MBS Live Week Ahead: Could This Really Be The Big Bounce?
It seems that money managers and financial journalists will not relent in their calls for US bond yields to have reached a long-term floor this summer and to now be in the process of moving inevitably higher.
That's a fear that's much easier to have when bonds have been moving steadily higher for nearly 3 months now. In fact, I can empathize. I'd like to think that my outlook on bonds is completely unbiased at any point in time, but I often ask myself "am I feeling bullish simply because rates have been falling" and "am I defensive simply because rates have been moving higher?" These are natural tendencies, and we should keep them in mind any time we hear someone claiming rates have to go higher in the weeks following a long-term low.

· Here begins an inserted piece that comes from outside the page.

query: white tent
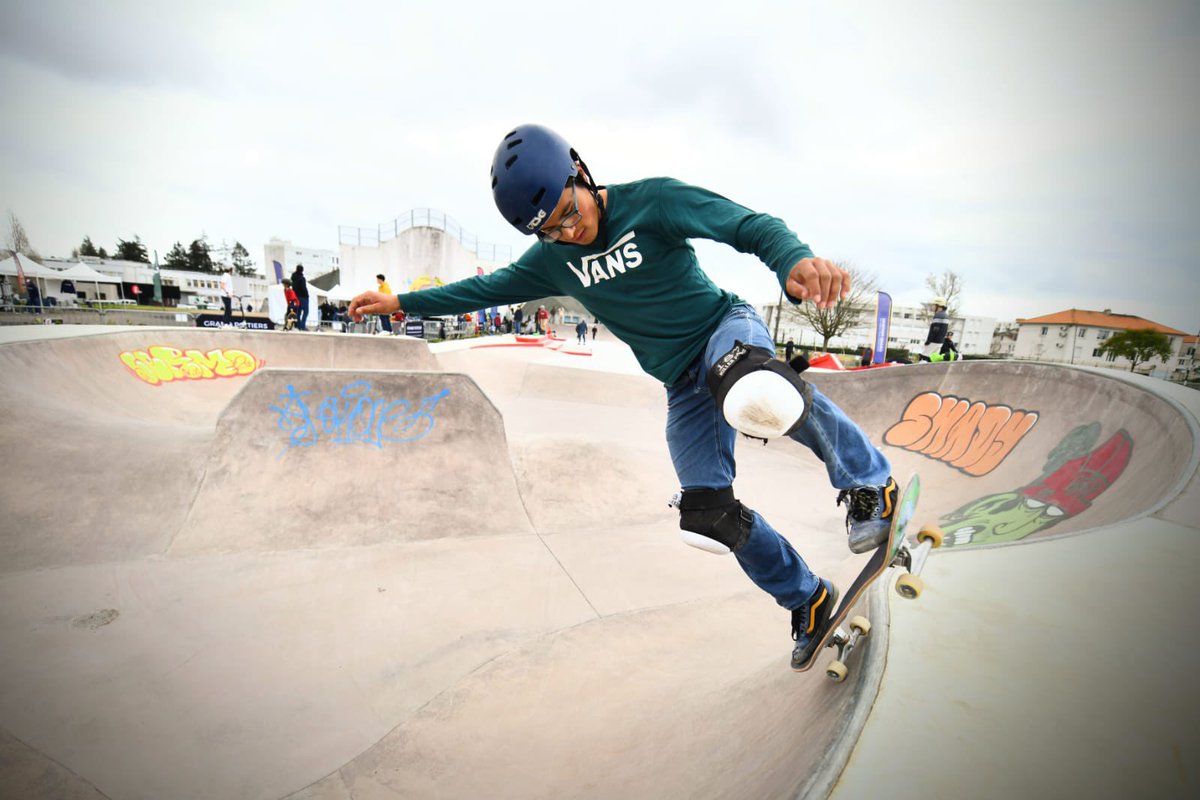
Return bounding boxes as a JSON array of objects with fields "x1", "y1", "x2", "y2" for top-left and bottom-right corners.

In other words, yes... it's only natural to be scared about a long-term low when rates are moving higher after hitting all-time lows. It was the same in mid-2013 and early 2015 as well. In both cases, rates eventually found a reason to fall again, but for some reason, the most vocal bond market opinions seem to think that we won't ever find another reason to move lower. And just never you mind about that lackluster growth and inflation (the two quintessential components of bond yields)!
Here's the bounce they're afraid of at the moment:
If the pessimists are right, we should start to see 'resistance' (i.e. yields bouncing, or at least having a hard time moving lower) at either of the lines that they're currently attempting to cross (the lower yellow line from the implied uptrend since July and the horizontal pivot point at 1.60). As we've already discussed, it would take a huge sell-off to even begin to make the case for a big picture bounce in yields. We're talking about 10yr yields over 2.5% as the STARTING point of the conversation. Until then, it would just be another correction in the decades-long bull market for bonds.
On a more timely note, keep in mind that it's the end of the month and quarter this week, and that tends to make things more active for bond markets. Not only that, but it tends to coincide with a higher degree of underlying momentum, independent of the economic data. If any such biases exist, they're increasingly likely to surface as the week progresses, with Thursday and Friday being the biggest risks.